Tangible outcomes from the trip may be “limited,” he added.

Yellen told reporters traveling with her to China that the meetings “should be seen as a continuation of a dialogue” between the US and China since Biden and Xi’s November 2022 meeting at the G20 in Bali.

Trade tensions

Biden administration officials have suggested raising tariffs on Chinese imports to “level” the playing field for trade. As the US approaches the presidential race, candidates from both parties are trying to look tough on Beijing. Former President Donald Trump has threatened to slap 60% tariffs on imports from China if he is re-elected.

Trade tensions are rising as Chinese leaders increasingly utilize a strategy of boosting manufacturing for export to make up for weak demand at home amid loss of economic momentum.

Beijing has poured money into new industries such as EVs and batteries as it seeks alternative growth engines beyond the property sector, a major pillar of the Chinese economy, which has crumbled.

“China accounts for a third of global production but only a sixth of global consumption, and this reality risks breaking the global trading system,” said Rick Waters, managing director of Eurasia Group’s China practice.

“Xi’s emphasis on ‘new productive forces’ as the future driver of growth will only make matters worse in the absence of measures that boost domestic consumption.”

Xi coined the term ”new productive forces” last year, highlighting the need for a new model for economic growth based on tech innovation. The “forces” are often referred to as emerging industries such as EVs, new materials and artificial intelligence.

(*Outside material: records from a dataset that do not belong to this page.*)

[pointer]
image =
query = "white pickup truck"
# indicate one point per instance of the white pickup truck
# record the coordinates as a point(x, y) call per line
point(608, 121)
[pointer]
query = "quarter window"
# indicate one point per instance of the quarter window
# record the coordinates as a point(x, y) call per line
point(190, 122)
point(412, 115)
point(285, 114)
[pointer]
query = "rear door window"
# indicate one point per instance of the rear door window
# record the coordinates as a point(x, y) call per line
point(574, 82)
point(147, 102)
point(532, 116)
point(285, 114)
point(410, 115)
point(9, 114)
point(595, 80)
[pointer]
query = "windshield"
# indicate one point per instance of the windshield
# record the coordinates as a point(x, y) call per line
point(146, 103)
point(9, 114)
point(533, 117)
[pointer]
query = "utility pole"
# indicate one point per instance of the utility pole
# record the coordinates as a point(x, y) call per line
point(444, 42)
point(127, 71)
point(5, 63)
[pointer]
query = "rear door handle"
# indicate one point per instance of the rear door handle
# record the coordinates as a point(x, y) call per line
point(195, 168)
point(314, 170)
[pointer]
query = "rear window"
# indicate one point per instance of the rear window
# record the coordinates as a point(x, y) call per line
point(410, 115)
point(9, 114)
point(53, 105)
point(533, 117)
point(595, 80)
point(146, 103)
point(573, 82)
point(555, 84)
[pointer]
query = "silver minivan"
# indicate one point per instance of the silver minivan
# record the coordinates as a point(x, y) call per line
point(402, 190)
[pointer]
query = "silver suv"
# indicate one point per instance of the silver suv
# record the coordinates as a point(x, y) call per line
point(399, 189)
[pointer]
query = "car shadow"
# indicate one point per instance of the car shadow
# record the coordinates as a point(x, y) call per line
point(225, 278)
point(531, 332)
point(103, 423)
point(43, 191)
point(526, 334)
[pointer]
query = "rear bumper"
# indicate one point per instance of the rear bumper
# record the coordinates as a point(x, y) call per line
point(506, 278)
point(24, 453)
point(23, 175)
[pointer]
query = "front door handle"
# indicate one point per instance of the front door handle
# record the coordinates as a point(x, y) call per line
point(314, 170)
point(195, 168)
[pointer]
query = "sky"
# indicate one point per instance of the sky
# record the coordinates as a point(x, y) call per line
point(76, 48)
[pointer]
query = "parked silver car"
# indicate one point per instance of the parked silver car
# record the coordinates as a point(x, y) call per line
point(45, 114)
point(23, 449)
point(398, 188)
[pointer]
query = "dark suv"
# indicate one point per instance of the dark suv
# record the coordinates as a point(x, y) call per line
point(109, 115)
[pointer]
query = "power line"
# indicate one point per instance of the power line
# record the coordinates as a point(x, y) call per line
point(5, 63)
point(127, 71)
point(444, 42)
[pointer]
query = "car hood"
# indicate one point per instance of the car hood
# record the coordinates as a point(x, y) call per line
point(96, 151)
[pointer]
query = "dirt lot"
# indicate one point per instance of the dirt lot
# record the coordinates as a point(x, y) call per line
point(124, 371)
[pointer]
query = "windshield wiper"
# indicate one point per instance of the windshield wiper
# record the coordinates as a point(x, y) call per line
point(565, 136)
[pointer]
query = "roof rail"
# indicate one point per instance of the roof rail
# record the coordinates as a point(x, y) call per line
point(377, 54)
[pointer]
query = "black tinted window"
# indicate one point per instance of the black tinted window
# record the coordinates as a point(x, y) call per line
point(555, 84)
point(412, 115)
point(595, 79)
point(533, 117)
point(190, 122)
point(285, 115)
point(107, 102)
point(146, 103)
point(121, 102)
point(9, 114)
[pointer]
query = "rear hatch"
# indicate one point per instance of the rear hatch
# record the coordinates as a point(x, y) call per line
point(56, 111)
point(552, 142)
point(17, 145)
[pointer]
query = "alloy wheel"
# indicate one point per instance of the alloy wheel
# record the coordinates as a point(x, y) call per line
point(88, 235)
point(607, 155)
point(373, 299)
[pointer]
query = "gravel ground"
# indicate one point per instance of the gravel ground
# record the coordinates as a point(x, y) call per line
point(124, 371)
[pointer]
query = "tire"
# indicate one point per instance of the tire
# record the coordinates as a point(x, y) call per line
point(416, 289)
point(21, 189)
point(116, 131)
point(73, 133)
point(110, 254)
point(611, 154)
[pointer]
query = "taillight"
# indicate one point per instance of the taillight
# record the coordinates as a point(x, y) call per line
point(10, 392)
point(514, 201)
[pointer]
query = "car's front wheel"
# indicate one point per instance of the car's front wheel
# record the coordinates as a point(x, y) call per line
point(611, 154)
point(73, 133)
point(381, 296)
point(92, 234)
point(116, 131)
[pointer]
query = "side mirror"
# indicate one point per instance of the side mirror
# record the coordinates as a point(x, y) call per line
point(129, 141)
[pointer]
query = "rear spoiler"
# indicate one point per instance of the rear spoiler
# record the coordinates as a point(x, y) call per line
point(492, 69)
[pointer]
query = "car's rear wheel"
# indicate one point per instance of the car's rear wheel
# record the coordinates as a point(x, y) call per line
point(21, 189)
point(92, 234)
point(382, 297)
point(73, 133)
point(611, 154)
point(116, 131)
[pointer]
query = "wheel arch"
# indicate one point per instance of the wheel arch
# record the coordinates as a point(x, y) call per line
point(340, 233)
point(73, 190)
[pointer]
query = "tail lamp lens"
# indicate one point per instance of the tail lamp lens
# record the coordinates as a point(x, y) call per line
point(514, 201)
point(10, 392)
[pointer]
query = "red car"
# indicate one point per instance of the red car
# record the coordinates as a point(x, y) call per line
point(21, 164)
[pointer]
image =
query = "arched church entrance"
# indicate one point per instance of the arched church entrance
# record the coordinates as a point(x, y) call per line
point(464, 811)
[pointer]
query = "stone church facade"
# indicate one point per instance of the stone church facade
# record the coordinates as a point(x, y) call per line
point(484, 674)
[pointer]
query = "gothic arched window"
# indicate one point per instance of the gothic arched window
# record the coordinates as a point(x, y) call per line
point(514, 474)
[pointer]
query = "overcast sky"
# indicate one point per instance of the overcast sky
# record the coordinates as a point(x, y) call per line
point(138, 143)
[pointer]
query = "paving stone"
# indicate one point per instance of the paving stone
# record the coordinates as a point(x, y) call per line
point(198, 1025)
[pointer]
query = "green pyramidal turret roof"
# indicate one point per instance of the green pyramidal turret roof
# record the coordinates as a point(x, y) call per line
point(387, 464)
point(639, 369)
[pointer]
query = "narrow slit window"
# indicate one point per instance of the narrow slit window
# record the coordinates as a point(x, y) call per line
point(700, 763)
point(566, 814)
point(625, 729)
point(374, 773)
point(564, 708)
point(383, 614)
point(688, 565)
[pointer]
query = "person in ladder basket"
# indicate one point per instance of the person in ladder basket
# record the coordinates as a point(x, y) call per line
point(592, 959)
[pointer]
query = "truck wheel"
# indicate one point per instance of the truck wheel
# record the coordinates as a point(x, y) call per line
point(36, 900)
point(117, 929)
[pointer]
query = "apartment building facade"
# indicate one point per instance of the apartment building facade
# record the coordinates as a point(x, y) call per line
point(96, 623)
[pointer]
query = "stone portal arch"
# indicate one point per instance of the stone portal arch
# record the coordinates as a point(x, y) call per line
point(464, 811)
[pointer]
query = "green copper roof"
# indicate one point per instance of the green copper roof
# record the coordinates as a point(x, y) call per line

Conflict over trade is likely to grow further before the election, Waters said. He said the Section 301 investigation — which allows the US government to impose tariffs, fees or other restrictions to address unfair trade policies by foreign governments — and the likely realignment of Trump-era tariffs to increase barriers to EV and other imports are all on the table.

Among other topics that Yellen plans to discuss with her Chinese counterparts include bilateral cooperation on countering illicit finance and working on global issues such as climate change and financial stability, according to the Treasury Department.

But analysts don’t believe Beijing is likely to budge on its economic policies.

“Yellen’s upcoming meetings merely extend the illusion of constructive engagement between two superpowers — reinforcing, rather than resolving, China’s contentious course,” Singleton said.

He believes Beijing wants to reduce the role of US multinationals in supply chains deemed sensitive by the Chinese government, while deepening its control over China’s private sector and international companies operating in China, noting recently enacted national security legislation in Hong Kong.